Data Engineering Capstone Project

Project Summary

Every year USA attracts lot of visitors who come here for business, tourism and as students. These are Non-immigrants visitors. In this project I am trying to gather the data to get an insight on these travelers. An analyst can use this data to analyze where the visitors travel from? and to which cities? what is the demographics of these cities? The monthly average temperatures of these cities. The type of travellers and where they visit.

The scope of the project is to demonstrate the use of Data Engineering technologies that can scale with data. Data is an important factor for this project. We are going to use following Data sources: The following data set is combined and transformed to the fact and dimensional data and stored on S3.

Dataset

I94 Immigration Data: This data comes from the US National Tourism and Trade Office. This is where the data comes from. Udacity provided the dataset for the year 2016 and along with a data dictionary. I have uploaded the sample data file to the GitHub.
World Temperature Data: This dataset came from Kaggle. You can read more about it here.
U.S. City Demographic Data: This data comes from OpenSoft. You can read more about it here.
Airport Code Table: This is a simple table of airport codes and corresponding cities. It comes from here.

To achieve this we will use AWS EMR, Apache airflow, Apache Livy and Pyspark.

AWS setup

For AWS cloud set up we are going to use cloud formation script. The script will create a stack depicted in the picture below. This consists ofthe EC2 instance, S3, IAM roles and the DBinstance for airflow. For more details on how to create a cloudformation script refer to this link.
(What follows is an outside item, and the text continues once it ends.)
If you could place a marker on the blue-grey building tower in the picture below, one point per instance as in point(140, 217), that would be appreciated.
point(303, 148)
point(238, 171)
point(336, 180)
To create stack login to AWS go to cloudformation -> create stack -> select the from template, choose the file cloudformation/cloudformation.yaml. Click next, provide the stack name, DBpassword, select the key-pair. If you don't have one you haveto create one before. Give the name of s3 bucket.

Gathering the data:

The immigration data for year 2016 was provided by udacity, along with data sets like global temperature by cities, all airport codes and the USA city demographics. Udacity also provided a data dictionary file for immigration. which we have split to multiple files.

i94addrl.txt
i94cntyl.txt
i94model.txt
i94prtl.txt

All this data are uploaded to the S3 bucket under key - data/raw by a python script dataupload_udacity_s3.py. dl.cfg file will contain the aws key and secret.

The above mentioned cloudformation script creates a ec2 instance with airflow installed and running. We have to start the airflow scheduler by logging in to EC2 machine. Turn on the cluster.dag.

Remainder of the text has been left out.